Cookies & Cream Collagen Blondies
Ingredients:
• 90g Leanfit hydrolyzed collagen protein
• ¾ cup Oat flour
• ¾ cup coconut sugar
• ½ tsp. baking soda
• Pinch salt
• ½ cup peanut butter
• 2 eggs
• 1½ tsp. pure vanilla extract
• 60g chocolate sandwich cookies, crushed (I used bear paw sandwich
cookies)
Frosting:
• 1 cup confectioner’s erythritol (make sure it’s powdered)
• 2 Tbsp. arrowroot powder
• 4-5 Tbsp. unsweetened almond milk
• 2 Tbsp. coconut oil
• ½  tsp. pure vanilla extract
• 25g chocolate sandwich cookies, crushed (optional)

Method:
Preheat oven to 350ºF and line 8×8 dish with parchment. Whisk together all dry ingredients in large bowl and set aside. With hand or stand mixer
combine peanut butter, eggs and vanilla until smooth.  Add wet ingredients to dry ingredients and mix with mixer until combined (it will be thick and sticky). Fold in crushed cookies.
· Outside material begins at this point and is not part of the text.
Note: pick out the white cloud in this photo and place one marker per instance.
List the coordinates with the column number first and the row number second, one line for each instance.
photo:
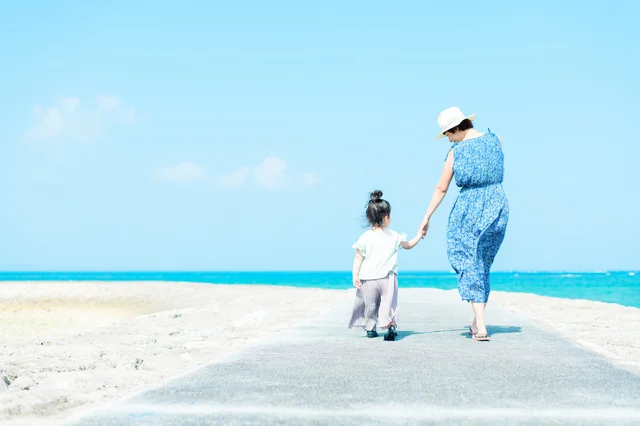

Spread evenly into prepared pan.  Bake in preheated oven for 30-35 minutes or until toothpick inserted comes out clean.  Let cool in pan for 15 minutes then place in fridge for 1 hour to cool completely.  Whisk together all frosting ingredients except cookie crumbs until smooth and spread on cooled bars, top with crushed cookie if desired.  Place in fridge for 30-60 more minutes for frosting to harden. Slice into 16 squares.

Macros:
Calories: 209
Protein: 9g | Fat: 8g | Carbs: 29 (Sugar 13g / Fiber 6g)

Oatmeal Raisin Cookies

Looking for a healthier oatmeal cookie? These are made with no refined sugar and avocado or coconut oil (of course you can use butter too 😉). My 2 year old son absolutely loves them! Enjoy 😊

Oatmeal Raisin Cookies

Ingredients:
•½ Cup oat flour (can sub whole wheat or white all-purpose flour)
•¾ Cup large flake oats
•½ tsp cinnamon
•½ tsp baking soda
•Pinch salt
•¼ Cup avocado oil (Can sub butter or coconut oil at room temp)
•½ Cup coconut sugar
•1 Egg (at room temp)
•½ tsp vanilla
•½ Cup Raisins

Method:
1. Combine dry ingredients in medium sized bowl and set aside.
2. In large bowl beat oil, sugar, egg and vanilla until smooth and creamy. 
3. Add wet to dry ingredients and beat until combined, stir in raisins. Refrigerate dough for about 30 minutes.
4. Preheat oven to 350ºF.
5. Using small cookie scoop or tablespoon portion round balls onto cookie sheet, press down slightly. Bake in preheated oven for 8-10 minutes, until edges are slightly browned. 
6. Rest on hot pan for 5 minutes then transfer to wire rack to cool.
7. Yield 24 tablespoon sized cookies.